Second, we have semantics, which formally defines the meaning of claims in the language. One way in which the semantics of a language can be defined is using model theory, which essentially maps terms in the language to sets, elements, and relations between sets; for example, we can map the term $$\mathsf{Person}$$ to a (hypothetical) set $$P$$ and $$\mathsf{Human}$$ to a (hypothetical) set $$H$$, and define the above claims as formally meaning $$P \subseteq H$$. This gives rise to the notion of models, where for example, $$P := \{ \mathrm{Fred}, \mathrm{Jill} \}$$ and $$H := \{ \mathrm{Fred}, \mathrm{Jill}, \mathrm{Tom} \}$$ is a model satisfying a given set of formal claims (since $$P \subseteq H$$), while $$P := \{ \mathrm{Fred}, \mathrm{Tom} \}$$ and $$H := \{ \mathrm{Fred}, \mathrm{Jill} \}$$ is not a model (since $$P \not\subseteq Q$$). In turn, models give rise to entailment between sets of formal claims, where for example, given $$\{ \mathsf{Person}(\mathrm{Tom}), \mathsf{Person} \sqsubseteq \mathsf{Human} \}$$ (in whatever language), we know this entails $$\{ \mathsf{Human}(\mathrm{Tom}) \}$$ as any model of the former set of claims must be a model of the latter set of claims.

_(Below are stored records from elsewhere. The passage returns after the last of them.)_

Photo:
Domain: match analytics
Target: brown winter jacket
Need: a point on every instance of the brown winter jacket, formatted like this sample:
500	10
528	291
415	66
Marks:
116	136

Third, we have reasoning procedures to decide entailment. One way in which this is done is to use inference rules. For example, we may derive a rule such as $$(\mathsf{C} \sqsubseteq \mathsf{D} \wedge \mathsf{C}(x)) \rightarrow \mathsf{D}(x)$$ to support reasoning with respect to the $$\sqsubseteq$$ operator in description logics. This rule may be applied for forward-chaining or backward-chaining. But there are many forms of reasoning procedures suitable for different types of languages; for example, for more expressive description logics, (a finite set of Horn) rules is not sufficient to guarantee complete reasoning, and so tableau-based methods are often used. Also one reasoning procedure can be useful for reasoning in different languages, where Datalog, for example, is natively based on rules.

Returning to the question:

Reasoner is forward chaining inference engine (https://en.wikipedia.org/wiki/Semantic_reasoner) as opposite to Prolog backward chaining SAT solver (for queries).

A "reasoner" can adopt multiple strategies, including, but not limited to, forward-chaining on rules. Engines that apply tableau-based methods, backward chaining, resolution, etc., are also "reasoners". (The article you base the question on never claims that reasoners are forward chaining rule engines, but mentions this as one strategy.)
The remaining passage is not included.